Bioinformatics Division, The Walter and Eliza Hall Institute of Medical Research, 1G Royal Parade, Parkville, Victoria 3052, Australia.
Department of Medical Biology, The University of Melbourne, Parkville, Victoria 3010, Australia.
Nucleic Acids Res. 2019 May 7;47(8):e47. doi: 10.1093/nar/gkz114.

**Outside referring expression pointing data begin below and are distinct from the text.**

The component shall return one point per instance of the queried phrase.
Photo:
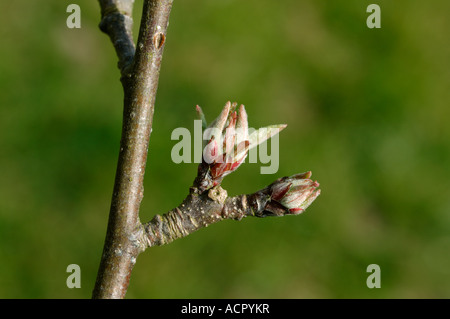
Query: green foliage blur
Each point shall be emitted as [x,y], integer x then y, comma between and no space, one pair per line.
[367,112]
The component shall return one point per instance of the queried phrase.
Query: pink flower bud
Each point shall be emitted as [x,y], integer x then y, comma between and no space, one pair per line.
[295,193]
[229,142]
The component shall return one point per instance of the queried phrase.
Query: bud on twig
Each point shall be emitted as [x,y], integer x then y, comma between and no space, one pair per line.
[228,143]
[292,195]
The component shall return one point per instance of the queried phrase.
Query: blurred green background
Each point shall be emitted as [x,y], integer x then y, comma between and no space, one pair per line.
[367,111]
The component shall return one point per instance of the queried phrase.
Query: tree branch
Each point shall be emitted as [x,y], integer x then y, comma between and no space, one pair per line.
[207,202]
[140,82]
[201,209]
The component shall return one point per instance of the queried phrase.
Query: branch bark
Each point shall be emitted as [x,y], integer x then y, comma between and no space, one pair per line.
[207,202]
[140,74]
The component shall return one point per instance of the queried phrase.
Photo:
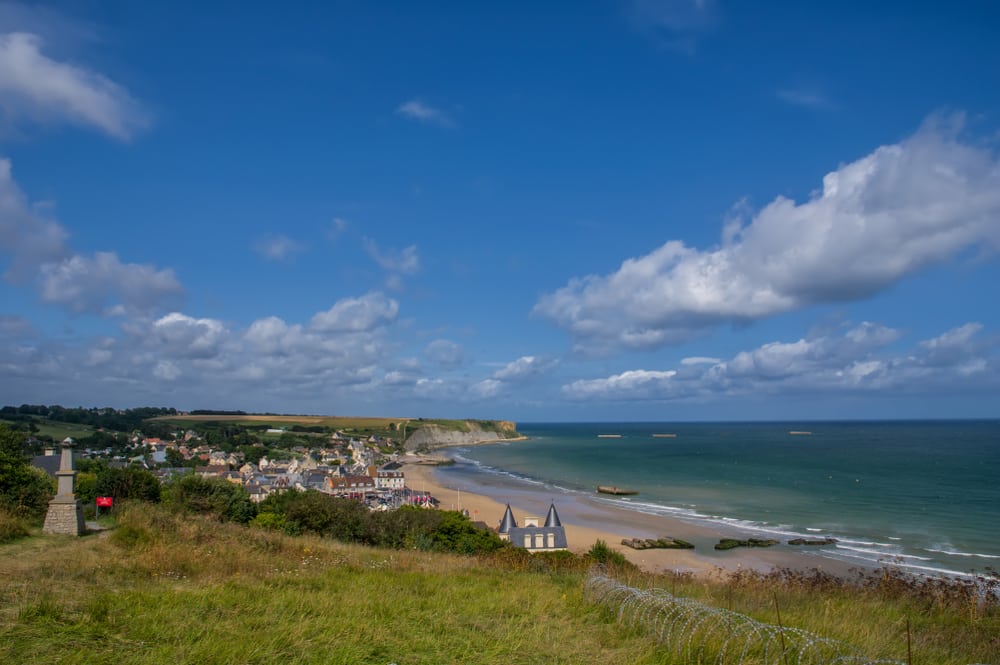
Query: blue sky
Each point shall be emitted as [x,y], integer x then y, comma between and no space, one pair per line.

We present Rsubread, a Bioconductor software package that provides high-performance alignment and read counting functions for RNA-seq reads. Rsubread is based on the successful Subread suite with the added ease-of-use of the R programming environment, creating a matrix of read counts directly as an R object ready for downstream analysis. It integrates read mapping and quantification in a single package and has no software dependencies other than R itself. We demonstrate Rsubread's ability to detect exon-exon junctions de novo and to quantify expression at the level of either genes, exons or exon junctions. The resulting read counts can be input directly into a wide range of downstream statistical analyses using other Bioconductor packages. Using SEQC data and simulations, we compare Rsubread to TopHat2, STAR and HTSeq as well as to counting functions in the Bioconductor infrastructure packages. We consider the performance of these tools on the combined quantification task starting from raw sequence reads through to summary counts, and in particular evaluate the performance of different combinations of alignment and counting algorithms. We show that Rsubread is faster and uses less memory than competitor tools and produces read count summaries that more accurately correlate with true values.
我们介绍了 Rsubread,这是一个 Bioconductor 软件包,提供了高性能的 RNA-seq 读段比对和计数功能。Rsubread 基于成功的 Subread 套件,并增加了 R 编程环境的易用性,直接创建一个读段计数矩阵作为 R 对象,为下游分析做好准备。它将读段映射和定量整合在一个单一的包中,除了 R 本身之外,没有其他软件依赖。我们展示了 Rsubread 从头检测exon-exon 连接和定量基因、exon 或 exon 连接水平表达的能力。得到的读段计数可以直接输入到其他 Bioconductor 包中的广泛下游统计分析中。我们使用 SEQC 数据和模拟,将 Rsubread 与 TopHat2、STAR 和 HTSeq 以及 Bioconductor 基础设施包中的计数功能进行了比较。我们考虑了这些工具在从原始序列读段到摘要计数的综合定量任务中的性能,特别是评估了不同的比对和计数算法组合的性能。我们表明,Rsubread 比竞争工具更快、内存消耗更少,并产生与真实值更准确相关的读段计数摘要。